I agree with Lon, I like the composition and the tunnel of trees towards light effect, but the lack of sharpness hurts this image too much. The softness has the feel of a technical problem, rather than something being done for creative effect. If this had been shot as a sharp image originally, and then had a strong Orton Effect added in post for creative effect, I think it would look much different (and better) than the softness we see here.

@ Ed mc Guirk, @Adhika_Lie, @Lon_Overacker, @Craig_Marvil, @Patricia_Brundage. All seen very well, there was a big technical issue (manual focused, F16, -2.33, 70-200 at 200mm ??). But in my eyes the result as I accomplished in photoshop is very pleasing . Just because of the unsharpness and soft look !! I myself liked especially the contrast in the dark and light parts of the image. The question is now, Why is sharpness always so important. To me it’s about making good maybe even pleasing images. If it’s accomplished in camera or in photoshop is not important. Thank you all for your to me important comments( critiques).

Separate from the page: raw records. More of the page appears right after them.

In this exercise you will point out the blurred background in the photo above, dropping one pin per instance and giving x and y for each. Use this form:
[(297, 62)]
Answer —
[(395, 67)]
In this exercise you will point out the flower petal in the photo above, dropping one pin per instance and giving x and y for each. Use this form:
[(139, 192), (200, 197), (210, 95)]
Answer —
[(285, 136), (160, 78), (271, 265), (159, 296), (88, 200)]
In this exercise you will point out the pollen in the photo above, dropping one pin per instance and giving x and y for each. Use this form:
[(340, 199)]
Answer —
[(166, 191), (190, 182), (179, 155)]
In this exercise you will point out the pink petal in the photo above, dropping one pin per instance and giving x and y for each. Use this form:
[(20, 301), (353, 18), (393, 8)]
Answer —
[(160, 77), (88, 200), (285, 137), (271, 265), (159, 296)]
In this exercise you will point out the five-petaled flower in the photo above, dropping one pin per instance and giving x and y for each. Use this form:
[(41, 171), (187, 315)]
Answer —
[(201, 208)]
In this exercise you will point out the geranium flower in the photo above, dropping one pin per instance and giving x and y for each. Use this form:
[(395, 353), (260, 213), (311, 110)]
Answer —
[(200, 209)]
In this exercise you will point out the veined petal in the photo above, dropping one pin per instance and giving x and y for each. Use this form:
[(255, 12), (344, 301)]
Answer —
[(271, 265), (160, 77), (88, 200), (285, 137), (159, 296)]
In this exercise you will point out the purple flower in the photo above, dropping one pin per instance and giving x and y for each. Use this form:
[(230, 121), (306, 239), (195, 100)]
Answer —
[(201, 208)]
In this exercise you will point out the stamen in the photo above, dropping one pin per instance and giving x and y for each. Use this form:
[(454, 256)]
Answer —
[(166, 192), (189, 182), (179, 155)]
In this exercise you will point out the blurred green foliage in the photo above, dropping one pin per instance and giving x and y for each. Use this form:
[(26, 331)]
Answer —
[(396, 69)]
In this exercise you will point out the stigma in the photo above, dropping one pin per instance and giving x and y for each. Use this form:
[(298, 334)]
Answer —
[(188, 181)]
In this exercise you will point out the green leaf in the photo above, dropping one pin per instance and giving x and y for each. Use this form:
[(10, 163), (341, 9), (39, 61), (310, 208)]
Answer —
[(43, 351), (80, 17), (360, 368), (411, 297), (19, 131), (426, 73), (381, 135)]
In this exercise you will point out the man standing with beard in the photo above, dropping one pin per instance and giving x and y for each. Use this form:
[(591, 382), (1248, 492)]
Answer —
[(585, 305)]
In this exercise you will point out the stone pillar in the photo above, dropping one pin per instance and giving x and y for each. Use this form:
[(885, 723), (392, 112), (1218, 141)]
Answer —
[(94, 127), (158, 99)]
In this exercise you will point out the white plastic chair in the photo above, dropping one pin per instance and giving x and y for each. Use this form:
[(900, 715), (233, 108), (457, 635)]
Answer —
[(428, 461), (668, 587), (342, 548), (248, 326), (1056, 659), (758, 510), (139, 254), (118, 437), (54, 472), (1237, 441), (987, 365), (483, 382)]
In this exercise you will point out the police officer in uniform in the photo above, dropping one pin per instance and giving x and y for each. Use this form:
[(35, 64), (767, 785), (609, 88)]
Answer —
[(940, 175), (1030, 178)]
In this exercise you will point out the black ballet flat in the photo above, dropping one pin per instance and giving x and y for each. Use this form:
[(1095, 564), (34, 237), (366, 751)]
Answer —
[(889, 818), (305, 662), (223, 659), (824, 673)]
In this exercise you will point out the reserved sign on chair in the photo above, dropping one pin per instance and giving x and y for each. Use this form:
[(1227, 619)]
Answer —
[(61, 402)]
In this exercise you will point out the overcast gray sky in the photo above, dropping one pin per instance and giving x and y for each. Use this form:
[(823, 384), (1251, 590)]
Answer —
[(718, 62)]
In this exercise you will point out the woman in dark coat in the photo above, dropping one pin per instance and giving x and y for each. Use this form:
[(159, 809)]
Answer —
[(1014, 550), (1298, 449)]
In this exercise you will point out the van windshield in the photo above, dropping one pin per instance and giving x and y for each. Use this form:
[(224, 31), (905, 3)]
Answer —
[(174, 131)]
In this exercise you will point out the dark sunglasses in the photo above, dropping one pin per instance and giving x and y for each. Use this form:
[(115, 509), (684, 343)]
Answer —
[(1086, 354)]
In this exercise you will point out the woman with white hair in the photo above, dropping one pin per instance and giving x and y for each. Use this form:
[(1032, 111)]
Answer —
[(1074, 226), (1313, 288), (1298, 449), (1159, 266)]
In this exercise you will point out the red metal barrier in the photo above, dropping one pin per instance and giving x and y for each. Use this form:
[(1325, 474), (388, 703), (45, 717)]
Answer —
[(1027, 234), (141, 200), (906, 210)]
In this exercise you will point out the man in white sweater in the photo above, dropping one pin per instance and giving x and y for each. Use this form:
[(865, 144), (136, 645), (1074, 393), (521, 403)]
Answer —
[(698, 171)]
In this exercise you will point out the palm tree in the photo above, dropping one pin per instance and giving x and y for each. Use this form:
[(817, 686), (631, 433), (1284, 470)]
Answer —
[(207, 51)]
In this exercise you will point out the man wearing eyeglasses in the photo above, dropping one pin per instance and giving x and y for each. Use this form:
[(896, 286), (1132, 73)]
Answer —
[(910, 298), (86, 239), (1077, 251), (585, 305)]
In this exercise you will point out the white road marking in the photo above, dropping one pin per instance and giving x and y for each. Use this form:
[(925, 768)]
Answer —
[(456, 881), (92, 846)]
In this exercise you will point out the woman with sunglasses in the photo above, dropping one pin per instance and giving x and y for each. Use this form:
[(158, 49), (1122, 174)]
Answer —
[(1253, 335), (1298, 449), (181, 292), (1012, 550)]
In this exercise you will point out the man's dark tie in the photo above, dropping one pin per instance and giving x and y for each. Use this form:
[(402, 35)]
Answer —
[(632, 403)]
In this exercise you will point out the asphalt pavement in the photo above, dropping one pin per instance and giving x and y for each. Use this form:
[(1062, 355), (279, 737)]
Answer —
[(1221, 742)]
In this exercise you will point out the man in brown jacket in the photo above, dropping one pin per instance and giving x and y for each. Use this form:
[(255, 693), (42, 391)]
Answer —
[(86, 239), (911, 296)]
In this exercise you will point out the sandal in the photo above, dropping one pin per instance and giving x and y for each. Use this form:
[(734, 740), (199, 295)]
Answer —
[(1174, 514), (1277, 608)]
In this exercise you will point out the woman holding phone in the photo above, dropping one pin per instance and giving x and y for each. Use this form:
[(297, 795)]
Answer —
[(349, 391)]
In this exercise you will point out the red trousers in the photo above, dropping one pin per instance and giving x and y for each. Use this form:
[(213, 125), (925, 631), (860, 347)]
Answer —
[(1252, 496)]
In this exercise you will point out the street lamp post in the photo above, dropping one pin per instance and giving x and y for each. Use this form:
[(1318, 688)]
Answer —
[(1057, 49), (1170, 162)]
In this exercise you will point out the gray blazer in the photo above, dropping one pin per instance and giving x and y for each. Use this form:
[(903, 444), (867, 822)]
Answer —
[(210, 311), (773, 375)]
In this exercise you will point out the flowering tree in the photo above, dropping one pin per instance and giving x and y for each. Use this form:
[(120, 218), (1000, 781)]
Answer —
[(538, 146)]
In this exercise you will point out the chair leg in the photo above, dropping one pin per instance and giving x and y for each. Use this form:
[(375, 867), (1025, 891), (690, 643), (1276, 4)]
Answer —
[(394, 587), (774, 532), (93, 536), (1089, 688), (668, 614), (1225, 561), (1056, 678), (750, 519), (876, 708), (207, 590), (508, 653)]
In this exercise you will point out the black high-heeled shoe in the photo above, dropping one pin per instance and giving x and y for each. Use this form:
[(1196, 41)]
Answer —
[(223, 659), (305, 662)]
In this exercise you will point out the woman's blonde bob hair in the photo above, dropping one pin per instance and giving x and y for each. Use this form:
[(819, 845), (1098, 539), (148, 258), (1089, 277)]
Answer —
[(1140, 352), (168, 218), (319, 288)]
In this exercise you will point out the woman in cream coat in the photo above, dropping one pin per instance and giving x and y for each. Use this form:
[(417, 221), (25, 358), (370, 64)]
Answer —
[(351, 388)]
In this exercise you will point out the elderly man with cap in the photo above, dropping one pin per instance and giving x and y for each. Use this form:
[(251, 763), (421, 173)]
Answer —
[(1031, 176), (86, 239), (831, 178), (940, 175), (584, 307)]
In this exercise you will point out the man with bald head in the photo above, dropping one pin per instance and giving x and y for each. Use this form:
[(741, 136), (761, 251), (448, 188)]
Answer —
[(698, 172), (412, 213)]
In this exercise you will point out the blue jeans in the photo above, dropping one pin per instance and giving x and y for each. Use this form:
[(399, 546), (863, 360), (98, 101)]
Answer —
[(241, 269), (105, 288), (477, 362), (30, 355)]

In the end an image is always the photographer’s vision of the scene. In many instances I use the soft focus feature in NIK to make it more artistic. Quite frankly on this image I did not view the larger option before commenting. It looked sharp in the small version, but obviously the larger version it clearly was not. If you have ten judges, each will see an image differently and each will have their own point of view. In the end just listen, and if in agreement work on the image, if not, stay with your own version of the scene. There is no right or wrong it is always the artist’s choice.